How We Disappeared: LONGLISTED FOR THE WOMEN'S PRIZE FOR FICTION 2020

£9.9£99Clearance
ZTS2023's avatar
Shared by
ZTS2023
Joined in 2023
82
63

About this deal

Reading guide and discussion questions to accompany the Big Jubilee Read title How We Disappeared by Jing-Jing Lee. This was a traumatic story about a woman who was abducted during the Japanese occupation of Singapore in WWII for service as a “comfort woman”. Too much of the book is dedicated to following a secondary character, Kevin, whose connection to Wang Di is too insignificant to warrant dedicating half the book to his uninspired attempts to solve an emotionally detached mystery. My great-grandfather got away with a stab wound in his torso but lost all of his family (except for two daughters who had married shortly before the invasion and moved out), but he never talked about what happened during the war until he became demented. Because the only time her parents used her name was when someone important was at the door, someone life-changing, or rich.

Just as poisonous is the shame that was heaped upon Wang Di as a “comfort woman” at the war’s end, and ensured her silence for nearly 60 years. He put the bundle on the table like a packet of biscuits and told his wife that she could keep her if she gave birth to a baby boy next year. Lee often glosses over or impassively summarizes the more horrific aspects of the life of a "comfort woman".This book follows the twelve-year-old Kevin's zealous journey to discern the truth about his grandmother Wang Di.

Also in 2000, a 12-year-old boy named Kevin has just lost his grandmother, with whom he was very close. By using the Web site, you confirm that you have read, understood, and agreed to be bound by the Terms and Conditions. From the outset, Lee captures something of the essence of Singapore; her sentences are as effortlessly freighted with historical fact, local lore, aromas, flavours and speech rhythms as they are with poetic grace. The narrative switches between Wang Di during the War , Wang-Di ‘s present life and Kevin and his quest for answers.The only explanation I can give is that my father must have told me about this part of my family’s history when I was too little to understand the significance of it, and subconsciously filed it away in my mind, only to have it resurface much later, when I was writing the book. How We Disappeared: A Novel is a 2019 historical fiction novel by Singaporean author Jing-Jing Lee, written in English. In a nearby village, Wang Di is captured and sent to a Japanese military brothel where she is a “comfort woman. We also meet Kevin, a sensitive twelve year old child grieving for his recently deceased grandmother , his Ah Ma ,who on her deathbed revealed a family secret that she had kept buried for decades , the roots of which might shed a light on his own father’s true parentage.

While most historical fiction set in the WW2 era are narrated from European or American perspectives, Jing Lee’s How We Disappeared sheds a light on the impact of WW2 and the atrocities faced by women in a different corner of the world – a chapter in history that is important and needs to be shared . She was walking away from the altar when she turned back and lit up three more, planting them in among the fallen ash.

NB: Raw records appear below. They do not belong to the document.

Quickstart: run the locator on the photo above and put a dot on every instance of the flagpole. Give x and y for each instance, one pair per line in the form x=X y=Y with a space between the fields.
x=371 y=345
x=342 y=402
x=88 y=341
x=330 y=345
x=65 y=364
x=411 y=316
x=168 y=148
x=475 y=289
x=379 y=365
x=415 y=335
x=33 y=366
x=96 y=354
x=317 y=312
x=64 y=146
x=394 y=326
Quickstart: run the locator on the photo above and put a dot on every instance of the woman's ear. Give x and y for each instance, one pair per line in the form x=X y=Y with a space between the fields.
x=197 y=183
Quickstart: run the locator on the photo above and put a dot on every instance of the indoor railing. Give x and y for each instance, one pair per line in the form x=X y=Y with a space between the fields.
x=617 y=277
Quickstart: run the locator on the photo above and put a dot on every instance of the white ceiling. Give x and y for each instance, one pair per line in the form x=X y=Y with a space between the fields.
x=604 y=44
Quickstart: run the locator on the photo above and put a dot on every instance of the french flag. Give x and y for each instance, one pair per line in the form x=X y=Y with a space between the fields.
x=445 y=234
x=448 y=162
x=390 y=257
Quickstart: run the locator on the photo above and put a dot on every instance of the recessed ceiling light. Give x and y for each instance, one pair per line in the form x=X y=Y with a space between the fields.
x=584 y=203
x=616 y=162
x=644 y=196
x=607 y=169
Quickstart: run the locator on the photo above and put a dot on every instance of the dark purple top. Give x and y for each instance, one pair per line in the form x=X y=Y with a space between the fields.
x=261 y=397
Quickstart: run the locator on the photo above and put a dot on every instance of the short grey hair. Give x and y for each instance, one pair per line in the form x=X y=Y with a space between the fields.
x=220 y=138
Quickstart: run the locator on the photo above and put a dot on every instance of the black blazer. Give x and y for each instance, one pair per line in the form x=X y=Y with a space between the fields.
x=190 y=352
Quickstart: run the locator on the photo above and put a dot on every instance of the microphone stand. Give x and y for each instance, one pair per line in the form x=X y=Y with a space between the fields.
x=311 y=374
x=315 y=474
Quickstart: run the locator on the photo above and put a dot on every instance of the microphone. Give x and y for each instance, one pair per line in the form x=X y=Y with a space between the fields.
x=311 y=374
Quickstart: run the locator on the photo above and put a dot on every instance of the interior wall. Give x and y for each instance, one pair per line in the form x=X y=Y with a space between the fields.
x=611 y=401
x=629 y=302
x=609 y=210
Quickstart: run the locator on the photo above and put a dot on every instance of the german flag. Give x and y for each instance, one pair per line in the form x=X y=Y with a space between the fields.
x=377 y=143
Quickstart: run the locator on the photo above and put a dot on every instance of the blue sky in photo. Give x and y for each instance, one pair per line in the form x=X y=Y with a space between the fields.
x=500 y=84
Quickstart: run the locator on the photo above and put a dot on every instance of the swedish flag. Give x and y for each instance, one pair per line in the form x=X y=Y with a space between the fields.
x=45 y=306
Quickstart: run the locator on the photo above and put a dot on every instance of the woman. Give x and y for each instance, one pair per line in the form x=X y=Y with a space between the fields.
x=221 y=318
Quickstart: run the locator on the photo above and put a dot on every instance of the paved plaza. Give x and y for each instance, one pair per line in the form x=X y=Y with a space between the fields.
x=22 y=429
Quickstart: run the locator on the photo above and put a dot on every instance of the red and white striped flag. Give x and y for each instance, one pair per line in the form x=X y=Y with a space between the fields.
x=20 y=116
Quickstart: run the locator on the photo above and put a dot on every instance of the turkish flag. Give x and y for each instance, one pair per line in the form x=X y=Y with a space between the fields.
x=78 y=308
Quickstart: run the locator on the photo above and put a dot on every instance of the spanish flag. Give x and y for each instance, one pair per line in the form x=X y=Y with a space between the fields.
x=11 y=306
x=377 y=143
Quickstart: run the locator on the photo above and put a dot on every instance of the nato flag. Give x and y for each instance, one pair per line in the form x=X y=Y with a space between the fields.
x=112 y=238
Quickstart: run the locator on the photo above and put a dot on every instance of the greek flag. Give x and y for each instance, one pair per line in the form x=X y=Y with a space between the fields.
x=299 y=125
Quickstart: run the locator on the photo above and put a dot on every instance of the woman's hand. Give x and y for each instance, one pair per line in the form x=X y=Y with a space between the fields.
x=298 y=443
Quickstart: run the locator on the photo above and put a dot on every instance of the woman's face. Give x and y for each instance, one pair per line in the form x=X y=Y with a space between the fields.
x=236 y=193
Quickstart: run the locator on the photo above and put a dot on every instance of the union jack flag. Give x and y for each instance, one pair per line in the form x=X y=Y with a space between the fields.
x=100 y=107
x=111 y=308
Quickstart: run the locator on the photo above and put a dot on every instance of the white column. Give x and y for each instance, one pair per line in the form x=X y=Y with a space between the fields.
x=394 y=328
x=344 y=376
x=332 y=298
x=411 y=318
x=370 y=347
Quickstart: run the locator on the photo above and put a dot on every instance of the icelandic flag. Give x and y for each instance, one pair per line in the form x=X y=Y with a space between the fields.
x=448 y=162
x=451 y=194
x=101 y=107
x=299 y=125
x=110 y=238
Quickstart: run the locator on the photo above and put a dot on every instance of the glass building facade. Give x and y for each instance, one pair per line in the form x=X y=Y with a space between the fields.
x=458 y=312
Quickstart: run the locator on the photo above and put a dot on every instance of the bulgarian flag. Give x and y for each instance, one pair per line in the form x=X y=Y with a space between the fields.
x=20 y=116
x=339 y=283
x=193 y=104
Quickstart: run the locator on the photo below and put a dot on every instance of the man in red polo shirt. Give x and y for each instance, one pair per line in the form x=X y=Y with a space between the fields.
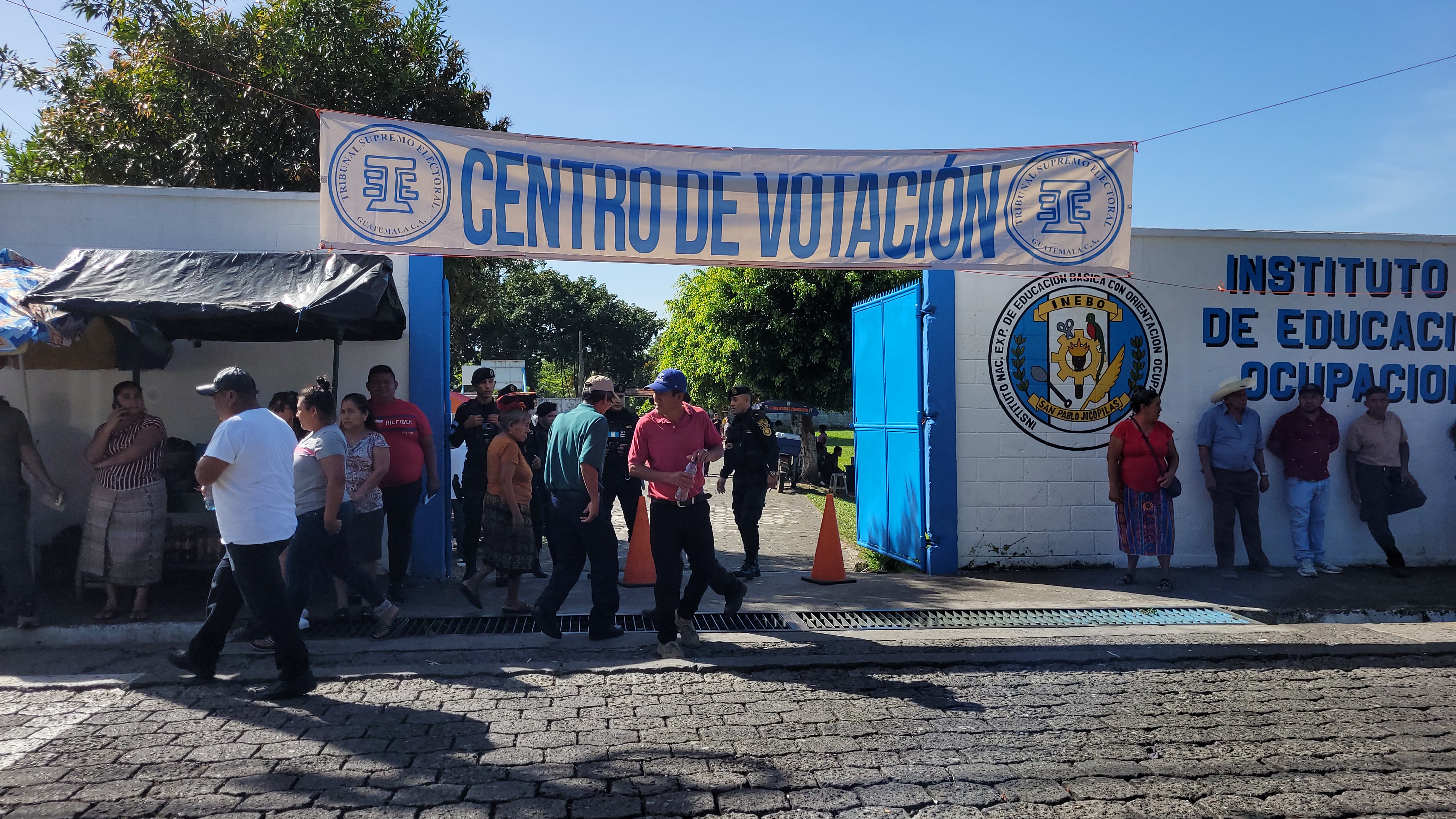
x=411 y=454
x=1305 y=438
x=667 y=443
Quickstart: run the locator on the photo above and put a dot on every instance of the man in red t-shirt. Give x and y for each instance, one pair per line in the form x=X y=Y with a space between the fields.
x=666 y=442
x=411 y=452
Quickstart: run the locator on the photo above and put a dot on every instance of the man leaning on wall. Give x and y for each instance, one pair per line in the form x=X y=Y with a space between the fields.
x=1231 y=449
x=1378 y=460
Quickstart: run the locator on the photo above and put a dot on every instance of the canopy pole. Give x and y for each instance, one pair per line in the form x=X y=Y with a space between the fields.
x=335 y=382
x=25 y=390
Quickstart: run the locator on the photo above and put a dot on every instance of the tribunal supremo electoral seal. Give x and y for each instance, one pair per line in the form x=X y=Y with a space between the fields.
x=1065 y=206
x=1068 y=352
x=389 y=184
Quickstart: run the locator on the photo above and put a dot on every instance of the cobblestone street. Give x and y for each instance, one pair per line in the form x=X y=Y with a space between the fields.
x=1240 y=740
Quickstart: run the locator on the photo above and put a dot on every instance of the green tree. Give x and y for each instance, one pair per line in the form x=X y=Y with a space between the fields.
x=525 y=309
x=785 y=333
x=152 y=120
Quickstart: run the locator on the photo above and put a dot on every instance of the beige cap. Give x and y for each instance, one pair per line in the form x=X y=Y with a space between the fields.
x=1231 y=387
x=602 y=384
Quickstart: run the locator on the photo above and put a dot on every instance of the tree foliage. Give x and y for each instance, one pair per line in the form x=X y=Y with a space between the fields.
x=149 y=120
x=785 y=333
x=525 y=309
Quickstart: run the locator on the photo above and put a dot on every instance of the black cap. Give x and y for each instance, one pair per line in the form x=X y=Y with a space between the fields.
x=232 y=378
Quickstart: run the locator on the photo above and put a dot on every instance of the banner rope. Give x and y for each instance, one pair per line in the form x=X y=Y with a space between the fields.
x=1288 y=101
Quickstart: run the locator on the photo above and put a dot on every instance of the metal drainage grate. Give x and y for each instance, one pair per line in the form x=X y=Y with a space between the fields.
x=522 y=624
x=1002 y=619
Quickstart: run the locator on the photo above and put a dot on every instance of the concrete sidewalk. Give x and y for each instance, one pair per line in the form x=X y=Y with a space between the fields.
x=790 y=533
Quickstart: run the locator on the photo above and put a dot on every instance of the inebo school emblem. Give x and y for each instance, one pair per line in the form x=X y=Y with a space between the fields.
x=1068 y=352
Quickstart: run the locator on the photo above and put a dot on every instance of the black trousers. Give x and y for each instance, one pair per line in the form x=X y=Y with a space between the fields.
x=749 y=495
x=1237 y=493
x=401 y=505
x=677 y=529
x=474 y=506
x=573 y=546
x=615 y=484
x=250 y=575
x=1377 y=484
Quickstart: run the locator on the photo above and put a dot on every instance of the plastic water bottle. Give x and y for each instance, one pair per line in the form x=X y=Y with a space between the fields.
x=692 y=471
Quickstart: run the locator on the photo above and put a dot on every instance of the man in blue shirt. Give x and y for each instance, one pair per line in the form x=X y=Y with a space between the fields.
x=1231 y=448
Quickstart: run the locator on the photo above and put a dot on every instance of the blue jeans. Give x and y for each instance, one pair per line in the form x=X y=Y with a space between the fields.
x=1308 y=502
x=312 y=544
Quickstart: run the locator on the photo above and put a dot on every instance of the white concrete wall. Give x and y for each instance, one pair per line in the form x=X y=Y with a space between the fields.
x=1027 y=503
x=46 y=222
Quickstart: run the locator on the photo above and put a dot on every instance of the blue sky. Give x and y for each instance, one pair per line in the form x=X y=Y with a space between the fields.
x=945 y=75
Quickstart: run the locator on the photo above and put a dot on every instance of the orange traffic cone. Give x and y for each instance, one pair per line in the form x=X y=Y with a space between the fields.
x=829 y=557
x=641 y=570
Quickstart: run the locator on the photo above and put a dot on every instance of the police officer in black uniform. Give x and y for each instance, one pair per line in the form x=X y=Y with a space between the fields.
x=475 y=425
x=615 y=480
x=752 y=457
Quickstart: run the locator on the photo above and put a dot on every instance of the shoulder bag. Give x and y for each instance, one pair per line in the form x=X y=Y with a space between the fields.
x=1174 y=489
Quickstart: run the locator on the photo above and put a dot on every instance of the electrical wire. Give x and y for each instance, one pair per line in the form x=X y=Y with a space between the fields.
x=312 y=108
x=1299 y=98
x=40 y=30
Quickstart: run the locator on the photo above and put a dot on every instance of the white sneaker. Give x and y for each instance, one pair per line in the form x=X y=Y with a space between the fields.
x=686 y=633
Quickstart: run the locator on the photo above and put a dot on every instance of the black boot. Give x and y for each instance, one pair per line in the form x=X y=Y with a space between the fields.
x=750 y=570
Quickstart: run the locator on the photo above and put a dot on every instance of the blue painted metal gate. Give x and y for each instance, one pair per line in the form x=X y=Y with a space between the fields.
x=905 y=443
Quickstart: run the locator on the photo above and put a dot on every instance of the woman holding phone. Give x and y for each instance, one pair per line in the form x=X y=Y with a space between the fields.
x=127 y=518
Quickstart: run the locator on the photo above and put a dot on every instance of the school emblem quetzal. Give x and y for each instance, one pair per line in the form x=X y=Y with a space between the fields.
x=1068 y=352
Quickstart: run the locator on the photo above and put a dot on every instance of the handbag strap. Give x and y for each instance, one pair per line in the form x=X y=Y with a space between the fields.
x=1161 y=470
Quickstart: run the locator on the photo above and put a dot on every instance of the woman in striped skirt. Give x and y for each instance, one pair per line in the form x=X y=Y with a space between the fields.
x=127 y=519
x=1142 y=463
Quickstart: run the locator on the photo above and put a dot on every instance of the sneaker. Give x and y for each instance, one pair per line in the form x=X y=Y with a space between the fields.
x=547 y=623
x=749 y=572
x=734 y=599
x=686 y=633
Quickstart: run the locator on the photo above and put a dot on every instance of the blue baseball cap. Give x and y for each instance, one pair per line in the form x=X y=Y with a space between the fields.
x=669 y=381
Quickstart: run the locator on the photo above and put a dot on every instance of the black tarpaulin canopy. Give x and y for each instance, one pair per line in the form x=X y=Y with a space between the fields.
x=234 y=296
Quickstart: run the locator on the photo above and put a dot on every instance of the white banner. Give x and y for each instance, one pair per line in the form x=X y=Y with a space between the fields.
x=410 y=187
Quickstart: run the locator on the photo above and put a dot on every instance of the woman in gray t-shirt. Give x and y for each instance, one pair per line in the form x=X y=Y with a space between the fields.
x=322 y=508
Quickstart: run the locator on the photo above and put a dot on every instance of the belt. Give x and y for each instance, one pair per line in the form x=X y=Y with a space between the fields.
x=685 y=503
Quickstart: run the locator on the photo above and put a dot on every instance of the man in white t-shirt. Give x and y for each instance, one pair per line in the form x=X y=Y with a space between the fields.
x=248 y=471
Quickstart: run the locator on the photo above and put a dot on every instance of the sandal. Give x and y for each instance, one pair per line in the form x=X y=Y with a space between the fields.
x=474 y=598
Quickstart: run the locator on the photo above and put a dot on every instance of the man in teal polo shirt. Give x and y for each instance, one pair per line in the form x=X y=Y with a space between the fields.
x=578 y=531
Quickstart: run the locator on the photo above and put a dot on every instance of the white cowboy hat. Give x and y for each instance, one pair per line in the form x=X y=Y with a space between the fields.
x=1231 y=387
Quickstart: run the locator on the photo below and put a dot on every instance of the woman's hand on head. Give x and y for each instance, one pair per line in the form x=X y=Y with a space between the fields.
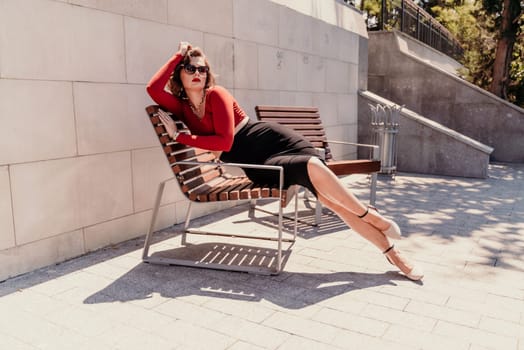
x=183 y=47
x=169 y=124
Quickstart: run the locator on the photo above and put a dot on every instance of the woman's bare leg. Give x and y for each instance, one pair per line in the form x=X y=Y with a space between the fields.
x=345 y=205
x=329 y=186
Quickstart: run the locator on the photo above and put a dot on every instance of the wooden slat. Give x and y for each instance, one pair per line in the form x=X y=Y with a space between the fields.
x=231 y=193
x=285 y=108
x=209 y=182
x=359 y=166
x=291 y=121
x=198 y=192
x=214 y=194
x=194 y=182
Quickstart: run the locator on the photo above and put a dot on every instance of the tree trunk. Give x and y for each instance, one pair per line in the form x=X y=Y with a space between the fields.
x=508 y=31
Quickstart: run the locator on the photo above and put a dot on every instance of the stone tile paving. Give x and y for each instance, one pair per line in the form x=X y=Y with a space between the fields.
x=337 y=291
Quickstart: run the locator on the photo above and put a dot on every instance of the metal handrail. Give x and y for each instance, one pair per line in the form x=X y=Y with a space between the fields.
x=409 y=18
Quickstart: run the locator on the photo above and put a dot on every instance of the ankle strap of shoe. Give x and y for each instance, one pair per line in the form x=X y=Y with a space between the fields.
x=387 y=250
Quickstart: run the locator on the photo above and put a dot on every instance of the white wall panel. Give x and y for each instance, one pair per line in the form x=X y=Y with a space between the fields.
x=37 y=121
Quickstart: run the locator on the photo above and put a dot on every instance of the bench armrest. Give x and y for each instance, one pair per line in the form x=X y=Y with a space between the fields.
x=374 y=149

This time, she dips into The Odyssey for the legend of Circe, a nymph who turns Odysseus’ crew of men into pigs. The woman my father saw, I realised, might have been my grandmother’s youngest sister, whom his family had long presumed dead. She earned a master's degree in creative writing from Oxford in 2011 and has since seen her poetry and short stories published in various journals and anthologies.Not just do these stories take away from the prime wartime narrative, but I tend to dislike these kinds of full-circle 'happy' endings, reuniting the lost. He’d brought it up one day at home, was beginning to tell Wang Di what happened during the invasion but stopped when he saw that she was drawing back from him as he spoke, as if she were an animal, netted in the wild; and her face, how wide her eyes had become, how very still. And as she grows in power, she muses that “not even Odysseus could talk his way past [her] witchcraft.

Asda Great Deal

Free UK shipping. 15 day free returns.
Community Updates
*So you can easily identify outgoing links on our site, we've marked them with an "*" symbol. Links on our site are monetised, but this never affects which deals get posted. Find more info in our FAQs and About Us page.